A historic ban
After weeks of deliberation, Illinois Governor Pat Quinn on Ash Wednesday signed a bill abolishing the death penalty in Illinois. Archbishop Desmond Tutu, author Scott Turow, Sister Helen Prejean (author of Dead Man Walking) and many others urged Quinn to sign the bill, while State Attorney General Lisa Madigan and many prosecuting attorneys urged him to veto it. I added my name to a list of Chicagoans opposed to the death penalty.
Since 2000, Illinois has had a moratorium on the death penalty. Earlier, a group of Northwestern journalism students had started to investigate the death penalty and discovered that out of 25 cases since 1977, juries and judges had convicted and sentenced to death 13 people who were later found to be innocent; in other words, Illinois very nearly executed 13 innocent people.

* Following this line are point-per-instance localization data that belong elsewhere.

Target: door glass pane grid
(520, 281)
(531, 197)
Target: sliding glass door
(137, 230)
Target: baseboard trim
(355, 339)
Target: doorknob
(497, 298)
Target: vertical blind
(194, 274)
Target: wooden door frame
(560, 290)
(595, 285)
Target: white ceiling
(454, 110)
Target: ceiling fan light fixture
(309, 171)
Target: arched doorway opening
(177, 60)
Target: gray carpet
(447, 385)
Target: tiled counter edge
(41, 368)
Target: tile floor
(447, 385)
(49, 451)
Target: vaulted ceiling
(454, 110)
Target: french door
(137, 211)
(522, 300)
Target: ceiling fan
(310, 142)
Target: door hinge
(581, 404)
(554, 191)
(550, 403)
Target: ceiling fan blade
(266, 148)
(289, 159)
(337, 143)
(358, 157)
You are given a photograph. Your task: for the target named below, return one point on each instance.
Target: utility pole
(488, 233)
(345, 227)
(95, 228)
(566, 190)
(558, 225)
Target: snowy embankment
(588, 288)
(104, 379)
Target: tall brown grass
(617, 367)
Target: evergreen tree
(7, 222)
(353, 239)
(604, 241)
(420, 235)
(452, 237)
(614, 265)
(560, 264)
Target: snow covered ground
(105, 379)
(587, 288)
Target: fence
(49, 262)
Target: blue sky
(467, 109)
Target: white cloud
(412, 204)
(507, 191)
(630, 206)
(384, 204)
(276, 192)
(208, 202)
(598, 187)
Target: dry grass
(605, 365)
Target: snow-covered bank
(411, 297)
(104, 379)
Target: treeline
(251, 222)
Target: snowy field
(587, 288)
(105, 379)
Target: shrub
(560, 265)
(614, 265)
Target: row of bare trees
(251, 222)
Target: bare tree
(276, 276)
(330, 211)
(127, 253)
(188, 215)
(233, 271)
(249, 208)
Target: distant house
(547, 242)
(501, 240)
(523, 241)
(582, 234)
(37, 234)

At that point then governor George Ryan declared: "When I was a pharmacist, I couldn't have stayed in business if I got it right only 50 percent of the time." In 2003 Ryan took 167 people off of death row.
A Roman Catholic, Quinn listened to Anglican Archbishop Desmond Tutu, consulted the Bible and remembered the late Cardinal Joseph Bernardin's words: "In a complex, sophisticated democracy like ours, means other than the death penalty are available and can be used to protect society."